Sometimes, my car would be moved to a different parking spot with four flats.  I parked in the high school parking lot over here, but the car was on the back side of the school when I got out of school that day.  They were sending a very distinct message about how unhappy they were that we decided to leave.

It was kind of scary because we weren't sure how far they would take it.  There was only one person that didn't like us, and it was strictly we took away business from them because they forced us to.  My mother, the champion of me forever, drove me down to the police station and said, "These guys are hurting my son."

I said, unabashedly, "They're going to kill me.  And this is the guy, this is all the owners of this company.  If I die, go arrest them.  I'm telling you in advance, they're going to kill me."  I didn't even know what that meant.

About two weeks later, my tires stopped getting popped.  None ever again happened.  I suspect that the police went, "Guys, you've overstayed your welcome.  We're not going to go after you, but stop it.  They've identified you as the guys.  If they get hurt, you're going down for it."  I made that assumption up, but it stopped the tire‑popping.  It was so bad, I knew the tire company by first name.  I'd go, "I need four more tires today."  They said, "You got four tires yesterday."  "I need four more today."
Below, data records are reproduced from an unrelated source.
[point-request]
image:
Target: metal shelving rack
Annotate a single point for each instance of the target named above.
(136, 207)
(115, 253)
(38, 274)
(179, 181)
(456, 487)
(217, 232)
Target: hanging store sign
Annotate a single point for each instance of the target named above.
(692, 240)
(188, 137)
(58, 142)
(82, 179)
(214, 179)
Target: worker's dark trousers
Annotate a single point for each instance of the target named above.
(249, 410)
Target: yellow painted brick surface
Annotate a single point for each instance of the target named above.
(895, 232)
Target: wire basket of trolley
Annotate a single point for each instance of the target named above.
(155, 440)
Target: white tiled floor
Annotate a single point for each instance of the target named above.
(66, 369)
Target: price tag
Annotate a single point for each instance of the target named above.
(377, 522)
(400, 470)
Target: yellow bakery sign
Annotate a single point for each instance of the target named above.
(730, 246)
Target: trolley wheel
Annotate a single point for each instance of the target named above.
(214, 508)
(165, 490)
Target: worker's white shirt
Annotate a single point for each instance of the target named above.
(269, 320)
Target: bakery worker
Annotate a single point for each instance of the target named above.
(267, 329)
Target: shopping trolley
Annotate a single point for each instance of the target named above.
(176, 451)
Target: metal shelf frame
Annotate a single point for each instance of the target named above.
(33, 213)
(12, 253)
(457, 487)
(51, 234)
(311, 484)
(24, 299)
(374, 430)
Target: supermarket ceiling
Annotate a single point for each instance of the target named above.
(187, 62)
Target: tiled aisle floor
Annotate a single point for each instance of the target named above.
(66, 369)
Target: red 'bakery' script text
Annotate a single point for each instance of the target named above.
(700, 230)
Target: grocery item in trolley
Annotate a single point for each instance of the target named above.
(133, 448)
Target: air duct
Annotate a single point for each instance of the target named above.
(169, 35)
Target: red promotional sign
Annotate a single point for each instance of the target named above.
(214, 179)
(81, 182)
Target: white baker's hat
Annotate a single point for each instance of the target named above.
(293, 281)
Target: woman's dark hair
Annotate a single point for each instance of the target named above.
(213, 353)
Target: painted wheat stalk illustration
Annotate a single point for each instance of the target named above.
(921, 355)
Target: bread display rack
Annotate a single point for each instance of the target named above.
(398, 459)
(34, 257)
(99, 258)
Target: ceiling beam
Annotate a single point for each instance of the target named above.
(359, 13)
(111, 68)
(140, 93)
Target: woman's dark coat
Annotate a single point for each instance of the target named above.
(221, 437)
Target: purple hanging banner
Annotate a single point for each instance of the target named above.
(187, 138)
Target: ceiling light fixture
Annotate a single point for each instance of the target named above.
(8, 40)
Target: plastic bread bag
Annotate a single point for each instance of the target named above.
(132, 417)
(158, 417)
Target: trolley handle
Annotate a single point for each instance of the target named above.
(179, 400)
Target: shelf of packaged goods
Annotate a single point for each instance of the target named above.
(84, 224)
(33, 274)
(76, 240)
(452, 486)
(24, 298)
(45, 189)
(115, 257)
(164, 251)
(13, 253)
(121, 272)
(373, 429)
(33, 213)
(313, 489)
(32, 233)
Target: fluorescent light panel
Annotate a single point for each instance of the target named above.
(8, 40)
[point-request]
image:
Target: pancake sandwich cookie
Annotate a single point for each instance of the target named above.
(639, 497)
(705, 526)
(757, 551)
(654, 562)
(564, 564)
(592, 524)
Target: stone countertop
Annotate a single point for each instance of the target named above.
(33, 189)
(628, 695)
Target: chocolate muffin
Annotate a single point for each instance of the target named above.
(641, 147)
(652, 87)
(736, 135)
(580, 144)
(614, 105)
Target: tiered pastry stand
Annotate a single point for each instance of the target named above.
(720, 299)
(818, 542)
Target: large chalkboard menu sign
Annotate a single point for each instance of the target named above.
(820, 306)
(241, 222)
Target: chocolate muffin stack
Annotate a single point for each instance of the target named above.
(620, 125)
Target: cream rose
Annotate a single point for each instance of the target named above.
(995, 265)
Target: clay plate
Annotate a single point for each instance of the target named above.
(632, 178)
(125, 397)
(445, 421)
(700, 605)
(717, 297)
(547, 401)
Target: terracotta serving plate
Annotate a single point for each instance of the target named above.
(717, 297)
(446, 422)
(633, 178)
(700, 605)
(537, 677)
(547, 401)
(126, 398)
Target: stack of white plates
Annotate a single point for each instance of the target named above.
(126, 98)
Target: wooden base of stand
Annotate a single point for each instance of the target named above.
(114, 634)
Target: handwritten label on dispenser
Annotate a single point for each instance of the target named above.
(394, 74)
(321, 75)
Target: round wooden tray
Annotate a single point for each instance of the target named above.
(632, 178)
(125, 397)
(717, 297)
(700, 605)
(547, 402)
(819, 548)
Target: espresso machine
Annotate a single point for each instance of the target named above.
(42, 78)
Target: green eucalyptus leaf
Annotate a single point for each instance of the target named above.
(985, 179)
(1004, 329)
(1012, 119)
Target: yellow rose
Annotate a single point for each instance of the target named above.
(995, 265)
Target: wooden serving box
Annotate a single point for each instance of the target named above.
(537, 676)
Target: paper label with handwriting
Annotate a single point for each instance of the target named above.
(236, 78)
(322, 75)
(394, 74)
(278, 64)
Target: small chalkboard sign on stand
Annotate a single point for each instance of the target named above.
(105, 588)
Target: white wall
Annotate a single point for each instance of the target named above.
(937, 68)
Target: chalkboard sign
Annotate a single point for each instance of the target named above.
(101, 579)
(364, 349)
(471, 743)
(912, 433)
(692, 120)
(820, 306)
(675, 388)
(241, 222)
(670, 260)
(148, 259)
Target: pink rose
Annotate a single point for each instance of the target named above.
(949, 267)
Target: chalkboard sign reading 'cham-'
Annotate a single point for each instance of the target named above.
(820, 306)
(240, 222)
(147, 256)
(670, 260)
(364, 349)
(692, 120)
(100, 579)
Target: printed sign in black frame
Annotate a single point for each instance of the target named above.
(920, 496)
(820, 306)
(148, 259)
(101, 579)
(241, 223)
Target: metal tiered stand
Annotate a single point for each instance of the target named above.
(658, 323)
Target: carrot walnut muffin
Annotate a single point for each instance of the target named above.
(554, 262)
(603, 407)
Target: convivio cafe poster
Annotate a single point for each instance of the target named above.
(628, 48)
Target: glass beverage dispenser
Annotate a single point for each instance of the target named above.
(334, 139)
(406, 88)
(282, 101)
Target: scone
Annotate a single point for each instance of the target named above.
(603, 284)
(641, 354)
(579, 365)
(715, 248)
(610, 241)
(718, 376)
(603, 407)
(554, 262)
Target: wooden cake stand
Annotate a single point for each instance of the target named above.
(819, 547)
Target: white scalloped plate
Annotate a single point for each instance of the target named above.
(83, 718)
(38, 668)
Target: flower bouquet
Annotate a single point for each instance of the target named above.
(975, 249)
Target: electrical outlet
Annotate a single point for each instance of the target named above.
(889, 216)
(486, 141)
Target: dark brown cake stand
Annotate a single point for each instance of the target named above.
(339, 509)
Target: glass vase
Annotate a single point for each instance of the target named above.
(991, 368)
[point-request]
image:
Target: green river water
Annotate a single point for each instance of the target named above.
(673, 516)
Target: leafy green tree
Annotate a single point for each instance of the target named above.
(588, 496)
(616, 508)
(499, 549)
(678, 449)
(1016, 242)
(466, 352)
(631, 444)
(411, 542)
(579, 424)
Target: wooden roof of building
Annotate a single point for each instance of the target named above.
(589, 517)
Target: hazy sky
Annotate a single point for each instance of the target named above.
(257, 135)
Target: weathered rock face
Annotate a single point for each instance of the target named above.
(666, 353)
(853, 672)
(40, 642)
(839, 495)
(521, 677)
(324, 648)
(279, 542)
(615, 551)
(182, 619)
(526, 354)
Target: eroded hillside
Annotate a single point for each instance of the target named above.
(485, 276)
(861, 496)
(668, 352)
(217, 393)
Tires were like $20 a pop back then, but $80 a week was a lot of money, or $80 a day.

That's a heavy business expense.
I could have bought a lot more comics for that.  That was, to me it was an emotional thing.  Like, "Screw the tires.  You're impacting our ability to buy more comics."

How did access to new comics change your ability to sell?
To sell them?

Being able to get comics from Seuling.  I guess you were already choosing the titles you wanted, but now you're getting a lot better discount.  How did that change your business?
Basically, we went from 25% from San Diego Periodicals to 50% off from Phil Seuling.  The margin doubled, so we could afford to burn, or not sell, some books and still make equal or more money.

With the excess books, we were starting to wholesale them to those comic book stores and some other swap-meeters as well.  Some people were going to swap meets selling comics, and we'd sell them all the excess books, maybe even at our cost—not at a profit, just at our cost—to get our money back.  It made our stores more viable because we had every issue now.  We weren't missing issues.

Early Pacific Comics mail order catalog, with Frazetta cover.
Did new comics become a bigger part of your business then, as opposed to the back issues?
It was.  Although, in the early '70s, there weren't that many new comics being published, so our sales were 90% back issues.  There was almost no licensed merchandise in our stores at all.  If you called up Marvel or DC, which I did a couple times, said, "Can you tell me who licensed the T‑shirts from you?" they said, "We don't give out that information."  I'm like, "Well, how do I know who to buy them from?"  [They] said, "We don't give it out."  Sears and JC Penney and the big mass market guys all had Marvel and DC shirts.  We knew they were making them for somebody.  We just couldn't figure out how to get them.

Our stores are basically print stores, except we realized we could make our own products by taking comic book covers, ripping off the front cover, putting a piece of wood, and decoupaging it.  We made, in our stores, actually in the store when the store was open with a torch, we were making our own, unique, unlicensed items because there's nothing to sell.

What about fanzines and undergrounds.  Did you carry those?
We did.  The two guys that were selling them back then were Phil Seuling and Bud Plant. They had most of that business.  Later on, maybe mid '70s, Bud and Pacific teamed up on some items where the minimum order quantity was too high for one of us.  We split the production run down the middle.

Really, in the grand scheme of everything, Phil Seuling and Jonni Lavas were so important but really weren't around for very long.